Il faut être de son temps diront certains, n'est-ce pas là une manière bien hypocrite de cacher un profond respect humain ? Il faudrait sur ce sujet citer à pages pleines ce qu'écrivit Abel Bonnard, « les imbéciles se vantent d'être de leur temps : cela prouve qu'ils sont à lui. Il est bien vrai que nous échappons à notre époque dans la mesure où notre personne se développe. C'est ce qui rend si comiques les gens qui nous annoncent fièrement qu'ils sont de leur temps, qu'ils veulent en être ; cela signifie qu'ils se ficellent eux-mêmes dans les fils du téléphone, qu'ils s'asservissent aux machines qui devraient les servir, qu'ils vivent selon un rythme imposé. Ils se vantent de faire ce qui se fait, de courir où l'on court, d'acheter ce qui se vend, de penser ce qui se dit, de s'habiller selon la mode du temps ; on ne peut avouer avec plus de gloire qu'on n'existe pas. Ne pas s'adapter, voilà selon moi, écrit-il, la vraie devise des âmes puissantes. les êtres forts ne s'adaptent pas, ils s'affirment ».
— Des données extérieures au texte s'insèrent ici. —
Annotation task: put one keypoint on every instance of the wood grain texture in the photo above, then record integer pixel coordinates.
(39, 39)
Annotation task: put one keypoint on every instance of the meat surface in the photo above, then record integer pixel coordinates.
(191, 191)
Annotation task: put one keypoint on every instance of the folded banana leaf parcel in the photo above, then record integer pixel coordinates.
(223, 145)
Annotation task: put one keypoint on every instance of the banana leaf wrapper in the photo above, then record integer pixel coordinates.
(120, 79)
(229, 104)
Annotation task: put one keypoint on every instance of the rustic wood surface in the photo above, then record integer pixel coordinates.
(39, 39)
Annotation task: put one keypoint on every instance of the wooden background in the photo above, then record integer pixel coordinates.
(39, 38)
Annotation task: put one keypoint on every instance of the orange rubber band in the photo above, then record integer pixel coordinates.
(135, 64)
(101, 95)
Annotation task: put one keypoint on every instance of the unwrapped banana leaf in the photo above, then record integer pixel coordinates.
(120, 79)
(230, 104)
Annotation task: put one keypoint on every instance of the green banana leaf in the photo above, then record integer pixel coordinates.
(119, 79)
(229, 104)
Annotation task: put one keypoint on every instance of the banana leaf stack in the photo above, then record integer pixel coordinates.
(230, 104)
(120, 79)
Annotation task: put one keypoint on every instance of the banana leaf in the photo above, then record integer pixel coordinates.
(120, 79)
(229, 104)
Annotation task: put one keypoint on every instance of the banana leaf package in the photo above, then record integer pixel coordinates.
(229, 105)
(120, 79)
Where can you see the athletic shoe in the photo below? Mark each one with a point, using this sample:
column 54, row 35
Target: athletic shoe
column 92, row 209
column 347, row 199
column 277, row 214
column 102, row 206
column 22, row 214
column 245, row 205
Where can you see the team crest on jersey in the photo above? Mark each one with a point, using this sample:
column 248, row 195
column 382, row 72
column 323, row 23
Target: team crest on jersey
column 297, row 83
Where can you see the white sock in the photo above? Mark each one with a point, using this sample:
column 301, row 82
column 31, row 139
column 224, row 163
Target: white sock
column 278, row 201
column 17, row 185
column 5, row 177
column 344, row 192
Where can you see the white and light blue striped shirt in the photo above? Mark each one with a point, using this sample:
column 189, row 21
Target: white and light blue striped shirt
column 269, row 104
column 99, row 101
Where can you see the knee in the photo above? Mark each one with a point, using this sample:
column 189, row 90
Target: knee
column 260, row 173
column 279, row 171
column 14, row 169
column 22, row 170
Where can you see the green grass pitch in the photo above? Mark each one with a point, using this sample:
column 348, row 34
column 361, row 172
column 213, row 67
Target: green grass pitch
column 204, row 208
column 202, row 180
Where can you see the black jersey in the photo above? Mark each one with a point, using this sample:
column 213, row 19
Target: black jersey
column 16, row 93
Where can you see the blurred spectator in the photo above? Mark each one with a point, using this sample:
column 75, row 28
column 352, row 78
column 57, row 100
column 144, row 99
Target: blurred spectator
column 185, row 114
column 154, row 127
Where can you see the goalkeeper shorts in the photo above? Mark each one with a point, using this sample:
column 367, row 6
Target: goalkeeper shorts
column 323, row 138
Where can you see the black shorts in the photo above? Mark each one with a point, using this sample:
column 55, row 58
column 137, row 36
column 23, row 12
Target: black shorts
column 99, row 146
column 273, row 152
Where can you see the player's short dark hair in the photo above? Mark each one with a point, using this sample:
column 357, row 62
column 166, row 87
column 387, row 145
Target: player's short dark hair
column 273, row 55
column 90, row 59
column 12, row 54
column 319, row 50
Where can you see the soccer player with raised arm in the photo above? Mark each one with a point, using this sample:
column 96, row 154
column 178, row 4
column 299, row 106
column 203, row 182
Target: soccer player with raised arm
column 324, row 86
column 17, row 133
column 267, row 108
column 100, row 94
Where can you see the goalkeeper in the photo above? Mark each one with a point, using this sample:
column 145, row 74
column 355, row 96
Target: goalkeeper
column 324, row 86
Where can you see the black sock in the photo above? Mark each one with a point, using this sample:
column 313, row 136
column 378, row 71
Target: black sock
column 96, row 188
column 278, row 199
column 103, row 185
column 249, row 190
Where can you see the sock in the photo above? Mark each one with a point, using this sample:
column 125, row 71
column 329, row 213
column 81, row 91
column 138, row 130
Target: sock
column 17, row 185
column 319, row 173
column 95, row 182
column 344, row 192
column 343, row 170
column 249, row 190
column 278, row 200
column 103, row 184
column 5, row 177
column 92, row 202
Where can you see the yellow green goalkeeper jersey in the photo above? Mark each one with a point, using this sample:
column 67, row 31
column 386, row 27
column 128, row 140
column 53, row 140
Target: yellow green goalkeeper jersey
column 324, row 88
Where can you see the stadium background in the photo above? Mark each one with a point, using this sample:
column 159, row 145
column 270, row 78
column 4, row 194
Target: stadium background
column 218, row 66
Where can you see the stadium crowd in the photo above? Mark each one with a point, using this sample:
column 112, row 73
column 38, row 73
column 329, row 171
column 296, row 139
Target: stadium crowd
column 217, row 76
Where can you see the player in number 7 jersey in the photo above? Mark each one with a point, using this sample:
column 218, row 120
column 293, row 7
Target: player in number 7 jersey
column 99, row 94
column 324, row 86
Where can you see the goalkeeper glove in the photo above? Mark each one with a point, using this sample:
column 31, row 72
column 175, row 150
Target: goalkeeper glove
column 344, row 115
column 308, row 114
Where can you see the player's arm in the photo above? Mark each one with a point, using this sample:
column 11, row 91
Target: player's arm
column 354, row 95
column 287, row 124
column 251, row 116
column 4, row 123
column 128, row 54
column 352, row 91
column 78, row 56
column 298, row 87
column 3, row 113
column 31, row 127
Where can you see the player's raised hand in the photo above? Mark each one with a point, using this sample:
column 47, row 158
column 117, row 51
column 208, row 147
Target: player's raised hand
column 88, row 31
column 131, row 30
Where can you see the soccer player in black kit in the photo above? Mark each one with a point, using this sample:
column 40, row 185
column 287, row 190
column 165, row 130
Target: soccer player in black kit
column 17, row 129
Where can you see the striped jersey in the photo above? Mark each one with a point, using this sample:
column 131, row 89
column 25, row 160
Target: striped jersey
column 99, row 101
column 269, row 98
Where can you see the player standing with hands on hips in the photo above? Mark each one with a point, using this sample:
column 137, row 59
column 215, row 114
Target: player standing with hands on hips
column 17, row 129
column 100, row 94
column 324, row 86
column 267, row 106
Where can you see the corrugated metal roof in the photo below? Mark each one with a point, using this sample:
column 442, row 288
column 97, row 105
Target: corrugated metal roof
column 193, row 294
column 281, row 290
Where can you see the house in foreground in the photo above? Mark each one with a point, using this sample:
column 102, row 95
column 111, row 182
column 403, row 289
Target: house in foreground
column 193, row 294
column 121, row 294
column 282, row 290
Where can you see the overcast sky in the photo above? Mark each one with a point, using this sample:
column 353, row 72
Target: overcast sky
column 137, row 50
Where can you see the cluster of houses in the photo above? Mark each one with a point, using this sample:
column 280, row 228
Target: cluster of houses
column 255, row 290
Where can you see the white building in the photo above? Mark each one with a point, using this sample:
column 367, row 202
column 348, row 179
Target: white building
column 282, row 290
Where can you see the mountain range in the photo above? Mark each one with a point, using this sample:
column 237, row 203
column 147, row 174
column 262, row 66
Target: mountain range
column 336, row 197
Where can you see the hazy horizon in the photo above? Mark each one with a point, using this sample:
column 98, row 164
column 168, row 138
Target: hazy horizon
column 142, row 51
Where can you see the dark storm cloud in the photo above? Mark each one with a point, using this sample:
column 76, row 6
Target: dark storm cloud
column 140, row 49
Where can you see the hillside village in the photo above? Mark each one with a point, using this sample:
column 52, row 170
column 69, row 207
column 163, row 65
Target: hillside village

« Rien n'endolorit l'âme comme de voir que d'ordinaire, écrivait le pape Pie XII, ce n'est pas tant la présence d'éléments mauvais qui rend malsain et pernicieux le champ du travail professionnel, que le respect humain. Respect humain des jeunes gens, dont certains se donnent des airs désinvoltes et rient de tout ce qui touche à la religion et aux bonnes mœurs, d'autres suivent des usages inconvenants, sans avoir le courage de réagir, c'est ainsi que vous les voyez établir de tristes habitudes de langage, de familiarité, de licence, qui font frémir. Si tout cela est vrai et lamentable dans la jeunesse, bien plus déplorable encore dans ses effets devient le respect humain chez les hommes mûrs qui pourraient si facilement s'opposer au mal, corriger un abus avec bonne grâce, arrêter une étourderie indécente, faire changer le cours d'une conversation qui, de la légèreté s'oriente vers l'obscenité. Mais ils n'osent pas. Pourquoi donc ? Parce-que le respect humain est comme la peur, comme la crainte de l'obscurité chez les enfants. Et voici alors le spectacle tristement paradoxal : tout un rassemblement d'hommes, de femmes, de jeunes gens, de jeunes filles transforme en lieu de perdition le sanctuaire du travail, tandis que chacun d'eux, dégoûté du fond du cœur de ce qu'il voit, de ce qu'il entend, du manque de dignité et de caractère de l'entourage et surtout de lui-même, de sa propre couardise et pusillanimité, pourrait, d'une parole lancée à temps, d'un regard sévère, d'un sourire de réprobation, et même d’une facétie, purifier l'atmosphère viciée, certain de s'attirer avec l’approbation des pères et des mères, la respectueuse confiance et même la filiale reconnaissance de ces jeunes gens et de ces adolescents. » Il est facile d'aligner des textes évangéliques où se trouve inscrite l'obligation pour les fidèles d'agir non pas en considération de ce que peuvent dire ou penser les autres, mais à cause des obligations qu'une conscience droite impose.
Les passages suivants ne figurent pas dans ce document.